Qualora nell’ambito della frode fiscale vengano emesse fatture per operazioni inesistenti, si rendono applicabili specifiche sanzioni in ambito penale tributario, ossia:

  • l’articolo 2, D.Lgs. 74/2000, a norma del quale è punito con la reclusione da 4 a 8 anni chiunque, al fine di evadere le imposte sui redditi o sul valore aggiunto, avvalendosi di fatture o altri documenti per operazioni inesistenti indica, in una delle dichiarazioni relative a dette imposte, elementi passivi fittizi che consentono di ridurre la base imponibile o il debito Iva. La fattispecie penale tributaria riguarda, non solo le dichiarazioni annuali ai fini Iva e ai fini delle imposte sui redditi, ma anche le dichiarazioni infrannuali presentate dal contribuente nei casi tassativamente previsti dalla legge quali, ad esempio:
  • liquidazione societaria;
  • dichiarazioni di inizio e di chiusura della procedura fallimentare o di liquidazione coatta amministrativa;
  • dichiarazioni per la trasformazione, fusione e scissione societaria;
  • l’articolo 8, D.Lgs. 74/2000, in base al quale è punito con la reclusione da 4 a 8 anni chiunque, al fine di consentire a terzi l’evasione delle imposte sui redditi o sul valore aggiunto, emette o rilascia fatture o altri documenti per operazioni inesistenti.

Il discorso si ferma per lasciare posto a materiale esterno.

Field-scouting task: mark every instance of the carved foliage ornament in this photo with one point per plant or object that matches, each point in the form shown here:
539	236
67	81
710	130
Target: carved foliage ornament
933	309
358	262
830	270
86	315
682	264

Con riferimento invece all’interposizione fittizia di manodopera, già in passato la Corte di cassazione, con la sentenza n. 20901/2020, aveva sancito che è configurabile il concorso fra la contravvenzione di intermediazione illegale di mano d’opera (ex articolo 18, D.Lgs. 276/2003) e il delitto di dichiarazione fraudolenta mediante uso di fatture per operazioni inesistenti (ex articolo 2 D.Lgs. 74/2000), nel caso di utilizzo di fatture rilasciate da una società che ha effettuato interposizione illegale di manodopera.

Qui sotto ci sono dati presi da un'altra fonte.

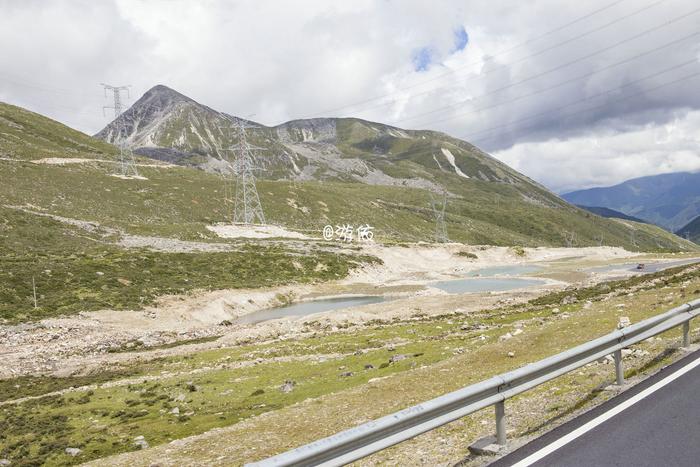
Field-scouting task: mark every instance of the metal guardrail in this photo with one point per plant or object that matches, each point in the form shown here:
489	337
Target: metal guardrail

Più di recente, sempre la suprema Corte di cassazione, Sezione terza penale, con la sentenza n. 34407/2024, ha nuovamente espresso interessanti principi di diritto proprio in relazione al rapporto esistente tra frode fiscale e illecita somministrazione di manodopera.

Nel caso sottoposto al vaglio degli ermellini:

  • le cooperative agivano come uno schermo giuridico utilizzato per far figurare i dipendenti come se fossero assunti da altri; in tal modo l’imprenditore si sgravava dei costi di lavoro, riusciva a convertire “fiscalmente” la prestazione lavorativa di propri dipendenti quale prestazione di servizi oggetto di un subappalto, otteneva un credito Iva, risparmiando gli oneri fiscali (le cooperative erano infatti tutte evasori fiscali, quasi sempre totali);
  • in tale modo era così possibile abbassare i prezzi per i propri clienti, diventando molto concorrenziale sul mercato di riferimento.

In tali ipotesi, il contratto di appalto è del tutto fittizio e viene stipulato solo per evadere il fisco, consentendo all’impresa ideatrice della frode di utilizzare la propria forza lavoro, formalmente assunta dalla cooperativa, senza i costi correlati beneficiando, nel contempo, della detrazione dell’Iva fatturata dalle cooperative che non viene mai versata all’Erario.

Nello specifico, le società cooperative emettevano fatture per operazioni in realtà “inesistenti” e, simmetricamente, la fattura veniva poi contabilizzata dall’impresa beneficiaria della frode trasformando il costo del lavoro, di per sé indeducibile, in prestazione di servizi.

Il documento fiscale emesso veniva, poi, indicato nella dichiarazione annuale dei redditi, evadendo così di pagare le imposte dovute, configurando conseguentemente la fattispecie penale prevista e punita dall’articolo 2, D.Lgs. 74/2000.

In definitiva, sulla base dell’approccio ermeneutico consolidatosi in sede di legittimità, viene confermato che nel caso di somministrazione irregolare di manodopera schermata da un contratto di appalto di servizi, va escluso il diritto alla detrazione dei costi dei lavoratori per invalidità del titolo giuridico dal quale scaturiscono, non essendo configurabile prestazione dell’appaltatore imponibile ai fini Iva (Cassazione n. 34876/2021; Cassazione n. 12807/2020; Cassazione n. 31720/2018; Cassazione n. 18808/2017 e neppure ai fini IRAP (Cassazione n. 7440/2022).